Besides known for the incredible islands and natural beauty for tourism, Southeast Asia is one of the regions in the world that’s quite controversial in regards to family planning. With undeniably high numbers for rape and child marriage, it’s no surprise that Southeast Asia is also facing an alarmingly high teen birth rates.
The average adolescent birth rate in the region is 47 births per 1000 females aged 15 to 19, higher than the average of 35 in South Asia and close to the global average of 50. According to UNICEF, the highest adolescent birth rates at the country level are seen in Laos (94), Cambodia (57), Thailand (50), Indonesia (48) and Philippines (47). Quite striking numbers coming from one region, isn’t it?
“When an adolescent girl becomes pregnant, her life changes forever. Her schooling often gets disrupted, or ends altogether; her prospects of a job dim; the health hazards due to complications from pregnancy and childbirth are huge – and often fatal,” explained Wivina Belmonte, UNICEF Deputy Regional Director, East Asia and the Pacific.
What young girls should be aware of is that being pregnant at a young age can be a lot to handle, not to mention come with a heavy set of consequences as well. Complications from pregnancy and birth is the number one killer of teenage girls worldwide. On the other hand, teenage pregnancy would lead to the young girl denying her rights to education, end of childhood and becomes more vulnerable to violence and poverty.
With that information at hand, teenage girls absolutely must have access to family planning services in order to stop teenage pregnancy from rising. This means young girls must be introduced to contraception, information about sex and her right to make choices about her body and her future. Of course, none of this can happen unless it’s supported by a good foreign policy that is adequately funded.

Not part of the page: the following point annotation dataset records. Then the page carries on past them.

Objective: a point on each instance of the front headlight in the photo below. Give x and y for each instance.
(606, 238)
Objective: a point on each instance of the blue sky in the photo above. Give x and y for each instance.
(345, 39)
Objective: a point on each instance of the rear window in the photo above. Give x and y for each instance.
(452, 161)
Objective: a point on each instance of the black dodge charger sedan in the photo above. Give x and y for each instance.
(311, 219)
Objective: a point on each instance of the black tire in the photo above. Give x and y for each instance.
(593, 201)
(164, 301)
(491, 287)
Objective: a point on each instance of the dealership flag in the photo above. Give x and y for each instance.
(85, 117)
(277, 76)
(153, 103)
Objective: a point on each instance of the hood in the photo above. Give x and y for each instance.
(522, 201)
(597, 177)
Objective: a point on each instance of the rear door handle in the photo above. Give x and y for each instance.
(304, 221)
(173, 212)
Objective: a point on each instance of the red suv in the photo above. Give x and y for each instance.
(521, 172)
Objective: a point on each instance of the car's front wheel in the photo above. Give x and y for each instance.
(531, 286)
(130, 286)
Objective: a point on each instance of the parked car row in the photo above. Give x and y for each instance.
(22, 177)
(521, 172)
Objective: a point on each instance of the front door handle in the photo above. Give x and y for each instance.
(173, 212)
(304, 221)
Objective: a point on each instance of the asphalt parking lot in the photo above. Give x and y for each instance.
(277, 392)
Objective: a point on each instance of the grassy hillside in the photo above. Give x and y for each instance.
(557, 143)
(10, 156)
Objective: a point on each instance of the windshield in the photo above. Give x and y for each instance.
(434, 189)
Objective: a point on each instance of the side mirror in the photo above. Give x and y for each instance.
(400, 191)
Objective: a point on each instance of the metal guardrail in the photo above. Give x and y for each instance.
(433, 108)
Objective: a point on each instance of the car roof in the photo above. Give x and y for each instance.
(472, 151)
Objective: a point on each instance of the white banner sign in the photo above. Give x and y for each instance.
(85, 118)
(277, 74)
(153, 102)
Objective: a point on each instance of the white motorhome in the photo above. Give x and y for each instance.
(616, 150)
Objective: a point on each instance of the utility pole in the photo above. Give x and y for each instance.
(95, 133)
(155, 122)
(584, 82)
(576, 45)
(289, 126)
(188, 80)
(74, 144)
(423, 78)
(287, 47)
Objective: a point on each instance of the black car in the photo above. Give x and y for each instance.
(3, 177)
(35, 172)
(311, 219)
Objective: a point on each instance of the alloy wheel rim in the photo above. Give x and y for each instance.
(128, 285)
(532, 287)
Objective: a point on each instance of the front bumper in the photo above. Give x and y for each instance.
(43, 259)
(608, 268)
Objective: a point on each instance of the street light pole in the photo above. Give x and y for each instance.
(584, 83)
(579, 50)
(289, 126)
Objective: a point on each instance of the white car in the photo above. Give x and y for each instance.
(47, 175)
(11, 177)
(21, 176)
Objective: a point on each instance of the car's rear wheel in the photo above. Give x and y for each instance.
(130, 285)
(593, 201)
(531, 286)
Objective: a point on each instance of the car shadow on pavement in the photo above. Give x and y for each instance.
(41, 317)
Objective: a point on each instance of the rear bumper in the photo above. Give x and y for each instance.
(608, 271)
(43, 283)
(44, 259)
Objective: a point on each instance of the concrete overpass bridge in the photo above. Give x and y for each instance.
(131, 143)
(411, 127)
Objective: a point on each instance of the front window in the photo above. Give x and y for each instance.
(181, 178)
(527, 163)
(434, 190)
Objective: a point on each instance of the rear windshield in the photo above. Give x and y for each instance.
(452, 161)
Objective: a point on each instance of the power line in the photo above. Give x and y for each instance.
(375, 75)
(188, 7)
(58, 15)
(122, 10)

Adolescent sexuality is a reality that makes many governments and other stakeholders uncomfortable. But unless we understand the complexities, we will fail to make genuine progress in filling gaps in our knowledge, especially for 10 to 14-year-olds and unmarried girls and boys, and in addressing these challenges. Just take a look at what these two young mothers are saying.
“I knew a little bit about how a baby is made, but not too much. In school, I had no lessons at all related to getting pregnant. Nothing!”
Natalia, a 19-year-old mother from Timor Leste
“I had plans for my life, but since I got pregnant I had to plan in a different way. If I knew this was going to happen, I would not have bothered with that guy and just focused on my studies.”
Fern, an 18-year-old pregnant school girl
From those two girls alone we can conclude that comprehensive sexuality education is needed to ensure that young people are equipped with an understanding in this matter. Evidence globally clearly shows that providing sexual education does not increase sexual activity, but rather empowers young persons to take charge of their own lives with healthier and happier outcomes. Abstinence-only approaches are not effective in delaying sexual initiation, reducing the frequency of sex or reducing the number of sexual partners. Dina Chaerani, President, Youth Coalition for Girls in Indonesia, commented on this matter by saying, “At the end of the day, young people themselves must be at the heart of the solution.”